Gudetama is the latest kawaii character from Sanrio, that Japanese culture factory that rolls out cuteness as fast as Taylor Swift goes through boyfriends. A play on “gude gude,” the Japanese term for lazy, Gudetama is an egg who “lacks spunk.” This is an understatement, because Gudetama lacks almost everything: joy, empathy, pants. Unlike Hello Kitty, My Melody, and other chipper, cheerful characters that danced across your fourth-grade pencil case, since 2013 Gudetama has been complete and unapologetic dick prone to dramatic sighs and stealing people’s smartphones to upload videos of himself to Instagram. Unsurprisingly, he’s a hit with Millennials, who relate to his nihilism, laziness, and fondness for social media. (He has 672,000 Twitter followers. I, a tax-paying member of productive society, have 12.)

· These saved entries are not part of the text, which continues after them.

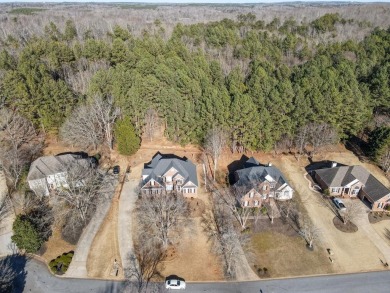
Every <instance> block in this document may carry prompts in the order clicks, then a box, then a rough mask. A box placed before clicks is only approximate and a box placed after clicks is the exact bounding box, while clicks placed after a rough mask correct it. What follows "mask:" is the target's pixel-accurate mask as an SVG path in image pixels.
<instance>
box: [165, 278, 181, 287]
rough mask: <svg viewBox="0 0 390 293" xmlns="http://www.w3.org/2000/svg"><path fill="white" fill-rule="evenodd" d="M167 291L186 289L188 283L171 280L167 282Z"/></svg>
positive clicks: (170, 279) (166, 283) (165, 286)
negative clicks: (167, 289)
mask: <svg viewBox="0 0 390 293" xmlns="http://www.w3.org/2000/svg"><path fill="white" fill-rule="evenodd" d="M165 288H166V289H185V288H186V282H184V281H180V280H177V279H170V280H166V281H165Z"/></svg>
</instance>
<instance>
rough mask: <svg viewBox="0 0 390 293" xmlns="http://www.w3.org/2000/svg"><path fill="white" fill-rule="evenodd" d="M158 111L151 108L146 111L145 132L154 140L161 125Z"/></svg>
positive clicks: (145, 133) (147, 134) (144, 130)
mask: <svg viewBox="0 0 390 293" xmlns="http://www.w3.org/2000/svg"><path fill="white" fill-rule="evenodd" d="M159 120H160V119H159V117H158V113H157V111H156V110H154V109H152V108H150V109H148V110H147V111H146V113H145V126H144V127H145V130H144V131H145V134H146V137H147V138H148V139H149V140H150V141H152V140H153V138H154V136H155V135H156V131H157V130H158V127H159V125H160V122H159Z"/></svg>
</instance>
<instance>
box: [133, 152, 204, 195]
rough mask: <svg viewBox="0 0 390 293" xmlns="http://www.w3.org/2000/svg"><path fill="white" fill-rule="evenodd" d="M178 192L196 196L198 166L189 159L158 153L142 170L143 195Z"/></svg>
mask: <svg viewBox="0 0 390 293" xmlns="http://www.w3.org/2000/svg"><path fill="white" fill-rule="evenodd" d="M173 190H175V191H177V192H180V193H182V194H183V195H184V196H194V195H196V194H197V191H198V177H197V173H196V166H195V165H194V164H193V163H192V162H191V161H190V160H189V159H187V158H185V157H184V158H179V157H177V156H173V155H162V154H160V153H157V154H156V155H155V156H154V157H153V159H152V161H151V162H150V163H148V164H145V166H144V169H143V170H142V180H141V193H142V194H159V193H162V192H163V191H168V192H170V191H173Z"/></svg>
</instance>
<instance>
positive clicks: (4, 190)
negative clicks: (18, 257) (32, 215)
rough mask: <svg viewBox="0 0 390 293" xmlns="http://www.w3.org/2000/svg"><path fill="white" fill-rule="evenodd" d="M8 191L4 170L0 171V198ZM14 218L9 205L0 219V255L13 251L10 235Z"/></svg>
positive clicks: (11, 208)
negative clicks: (2, 218)
mask: <svg viewBox="0 0 390 293" xmlns="http://www.w3.org/2000/svg"><path fill="white" fill-rule="evenodd" d="M7 193H8V188H7V184H6V181H5V176H4V172H3V171H0V200H1V201H2V200H3V198H4V197H5V196H6V194H7ZM14 220H15V214H14V212H13V209H12V207H11V206H9V209H8V213H6V214H5V215H4V218H3V219H1V221H0V256H3V255H8V254H12V253H13V249H12V248H13V244H12V240H11V237H12V235H13V232H12V224H13V222H14Z"/></svg>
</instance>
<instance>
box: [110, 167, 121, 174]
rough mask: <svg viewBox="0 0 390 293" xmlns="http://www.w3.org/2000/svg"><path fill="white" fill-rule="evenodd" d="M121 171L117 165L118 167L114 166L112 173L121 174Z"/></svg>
mask: <svg viewBox="0 0 390 293" xmlns="http://www.w3.org/2000/svg"><path fill="white" fill-rule="evenodd" d="M120 170H121V168H120V167H119V166H118V165H116V166H114V168H112V173H113V174H119V172H120Z"/></svg>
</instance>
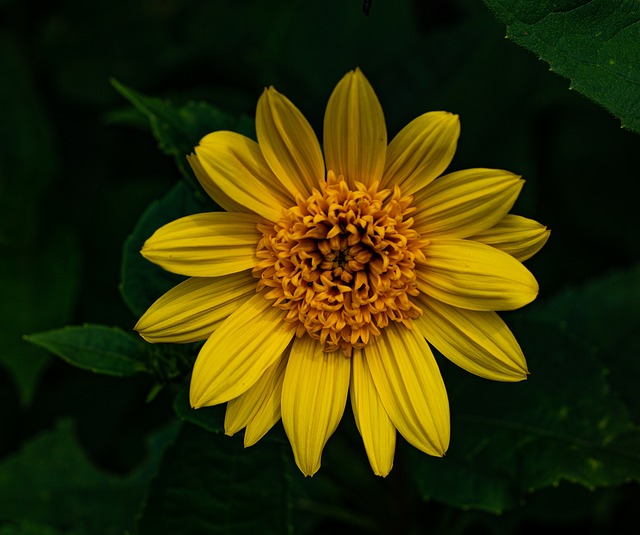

Gudetama’s apathy is showcased in a series of minute-long Internet cartoons in which the listless egg lounges around on plates of food, huddling under a bacon blanket and complaining about everything from the temperature of the room to the fact that he “can’t even.” His human companion, a nameless man at the dinner table whom we only see from the back, is forever scolding Gudetama for his general worthlessness and telling Gudetama to put on eggshell underwear. But the egg persists in being a self-absorbed little shit. Each short showcases one of Gudetama’s Very Important Problems (will he reach the remote?), but all invariably end with a full-grown man named Nisetama-san, “Mr. Fake Egg,” in full-body orange spandex dancing humorlessly through the closing credits like Buffalo Bill in his lady suit.
So what’s the appeal? Why should anyone feel endeared to this gelatinous turd high in cholesterol but low in moral fiber? It’s easy to blame the Millennials for this, but really, I think Gudetama speaks to the squishy, vulnerable heart of everyone old enough to doubt that Santa isn’t real, the soft-boiled yolk of the soul that fears the melting ice caps and the looming threat of zika (not to mention the high cost of lattes) and longs to return to the warm, isolated shell of youth. With the world as it is, what’s there to be excited about? Who can feel optimism over ever finding love, happiness, or even nice-fitting jeans? “I wanna go home,” Gudetama says. “But you haven't even gone anywhere?” replies his human companion. Leave it to an egg--even younger than a baby--to strike at the core of adulting: you wake up, you go to work, moving but never advancing, nostalgic for “home” and a time in your life when dreams meant something and adventures weren’t rare.
It is unclear if Gudetama’s human companion ever eats him. Is Gudetama a single egg or all eggs in succession? Are we, as people, prone to the same innate hopelessness?
The larger, human metaphor of Gudetama is clear but lies not in the spoiled naked egg scratching his salmonella-dripping bottom but in the guy who must deal with these ovoid shenanigans: all of us are, deep down, lazy, navel-gazing, and worthless. But our job as adults is to overcome the urge to take comfort in bacon or stink up our Instagrams with self-indulgent photos. We must, every morning, consume the egg, destroy it. Address its lazy power over us and defeat. Eat our breakfast, wash the dishes, put on that spandex, and just keep dancing. In short, Gudetama teaches us that we must “even”--even when we can’t.